Juliette:—Oh! Charles! mon ami! que tu es bon et dévoué!

Charles:—Qu'aurais-tu fait si je m'étais marié?

Juliette:—Je me serais retirée dans un couvent, et j'espère que j'y serais morte bientôt.

Charles:—Pauvre Juliette! Pauvre amie! Quelle récompense de ta bonté!»

Charles se promena avec agitation dans la chambre. Il parlait haut sans s'en douter.

«C'est incroyable!... disait-il. Je ne l'aurais jamais deviné!... Elle est folle!... A trente-deux ans!... Et un homme de quarante-cinq!... Ils sont fous tous les deux!... Et cette pauvre petite!... C'est mal!... Très mal!... Et ils croient que je la laisserai là!... seule! à souffrir, à pleurer!... Jamais!... Je vivrai pour elle comme elle vit pour moi!... Si elle y voyait! Mon Dieu, si elle y voyait!»

Son agitation se calma tout doucement.

«Juliette, dit-il, viens promener; viens respirer dans les champs; on étouffe ici.
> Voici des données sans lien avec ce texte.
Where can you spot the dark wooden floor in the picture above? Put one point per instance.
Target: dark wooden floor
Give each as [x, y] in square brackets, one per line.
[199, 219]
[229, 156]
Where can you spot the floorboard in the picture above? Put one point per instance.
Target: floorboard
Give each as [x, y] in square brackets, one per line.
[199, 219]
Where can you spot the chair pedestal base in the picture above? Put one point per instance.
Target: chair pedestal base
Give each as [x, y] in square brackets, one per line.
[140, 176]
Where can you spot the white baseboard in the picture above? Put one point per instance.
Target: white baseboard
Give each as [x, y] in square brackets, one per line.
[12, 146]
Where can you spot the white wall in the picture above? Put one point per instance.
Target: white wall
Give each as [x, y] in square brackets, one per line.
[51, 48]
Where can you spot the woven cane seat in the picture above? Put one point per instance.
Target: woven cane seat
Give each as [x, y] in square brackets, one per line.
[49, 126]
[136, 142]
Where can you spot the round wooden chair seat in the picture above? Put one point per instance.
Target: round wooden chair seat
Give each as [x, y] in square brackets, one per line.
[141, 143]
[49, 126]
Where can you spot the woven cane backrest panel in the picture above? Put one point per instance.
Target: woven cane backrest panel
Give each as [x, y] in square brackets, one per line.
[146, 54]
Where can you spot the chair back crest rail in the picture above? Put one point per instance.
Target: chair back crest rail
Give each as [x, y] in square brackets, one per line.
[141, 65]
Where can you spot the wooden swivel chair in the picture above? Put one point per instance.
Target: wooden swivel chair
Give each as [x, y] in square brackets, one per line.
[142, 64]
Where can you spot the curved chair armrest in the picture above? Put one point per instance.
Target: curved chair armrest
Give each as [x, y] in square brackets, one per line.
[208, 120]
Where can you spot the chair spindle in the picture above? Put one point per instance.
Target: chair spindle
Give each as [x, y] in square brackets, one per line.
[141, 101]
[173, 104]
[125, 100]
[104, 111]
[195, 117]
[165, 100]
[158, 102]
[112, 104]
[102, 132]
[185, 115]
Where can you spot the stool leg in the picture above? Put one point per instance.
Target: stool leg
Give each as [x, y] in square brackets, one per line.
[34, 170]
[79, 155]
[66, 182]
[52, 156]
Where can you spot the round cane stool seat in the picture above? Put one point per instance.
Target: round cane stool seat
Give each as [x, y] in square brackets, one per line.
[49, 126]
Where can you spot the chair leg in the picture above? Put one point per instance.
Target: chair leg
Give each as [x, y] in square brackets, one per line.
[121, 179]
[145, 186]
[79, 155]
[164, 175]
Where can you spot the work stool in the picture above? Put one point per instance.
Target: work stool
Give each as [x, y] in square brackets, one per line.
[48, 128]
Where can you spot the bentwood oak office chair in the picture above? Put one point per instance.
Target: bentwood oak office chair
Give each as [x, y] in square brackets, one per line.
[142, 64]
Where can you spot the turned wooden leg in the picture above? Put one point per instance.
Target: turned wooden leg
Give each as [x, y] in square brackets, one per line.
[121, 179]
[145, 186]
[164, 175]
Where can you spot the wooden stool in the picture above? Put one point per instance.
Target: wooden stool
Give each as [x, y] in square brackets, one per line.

Ils sortirent. Charles mettait plus de soin que jamais à lui faire éviter les pierres, les ornières; il semblait comprendre qu'il était dans l'avenir son seul appui, son seul ami. Juliette avait sans doute la même pensée, car elle mettait plus d'abandon dans ses allures, dans ses paroles; elle ne retenait plus sa pensée, qu'elle déroula tout entière quand Charles lui reparla de ce qu'elle venait de lui apprendre, et de ses propres impressions sur le projet de sa soeur et sur ceux présumés de Charles. Elle lui avoua que depuis longtemps elle songeait avec terreur au jour où elle le verrait lié par le mariage à un autre devoir et à une affection.

«Ce n'est pas de l'égoïsme, Charles, je t'assure; c'est un sentiment naturel devant la perte d'un bonheur dont j'apprécie toute la valeur et que rien ne peut remplacer.»